The weekend workshop was part of the Strong Bonds initiative, a National Guard funded, Chaplain-led program whose core mission of increasing readiness through relationship education has been helping service members develop important relationship skills for close to two decades.
HIANG Chaplains, chaplain assistants and a cadre of volunteers led the couples through exercises, mentoring sessions, and hands-on activities - all with the singular goal of imparting relationship enhancing skills.
“Strong Bonds is important to the mission because what we’re teaching couples and the airmen is to build resiliency…to build skills, and to have better, healthy marriages,” said Lt. Col. Leah Boling, Chaplain, 154th Wing. “If our airmen and our families are healthy and they’re happy, they’ll be fit to fight.”
Although a wide range of ranks were represented amongst the participants, from Senior Airman to Brigadier General, rank was generally invisible as all participants were encouraged to be open and honest with their partners and encourage each other.
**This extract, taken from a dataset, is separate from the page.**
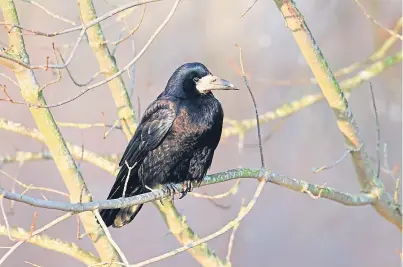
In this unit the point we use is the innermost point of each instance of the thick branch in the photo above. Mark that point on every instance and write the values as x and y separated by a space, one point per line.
31 93
108 66
271 177
337 101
“It’s important that the participants feel comfortable and at ease,” Boling said. “We want them to be able to open up and really focus on their partners and to support the other couples as needed. Part of that is to forget about rank for this weekend.”
While a wide range of ranks were represented, so to was the range of years that couples had been married. One couple had been married close to 40 years while another had just recently tied the knot.
Senior Airman Benjamin Suiso, 154th Medical Group medic and his wife Pomaika’i, were wed just a month prior and have a nine-month old baby together. They took the time to recharge their batteries.
“This is the first time in a while that we’ve had quality time together as a couple,” Suiso said. “We’ve been together for a while, but we still learned a lot about each other and how we can communicate better.”
HIANG Strong Bonds events are held two to three times per year. This iteration involved married couples; other events can focus on the family or single airmen.
According to Boling, the Strong Bonds of today began as a relationship enhancing program at Schofield Barracks, Hawaii. With high deployment tempos, officials there saw the need for a formal program to help deploying troops and their families increase their relationship resiliency. The program was accepted Army wide and has since been adopted by both the Army and Air National Guard.
“To spend one weekend from Friday evening to Sunday noon with the couples and they open up their lives to you, that’s just a joy to me and a blessing,” Boling said.
The HIANG’s first Strong Bonds event was held in 2005.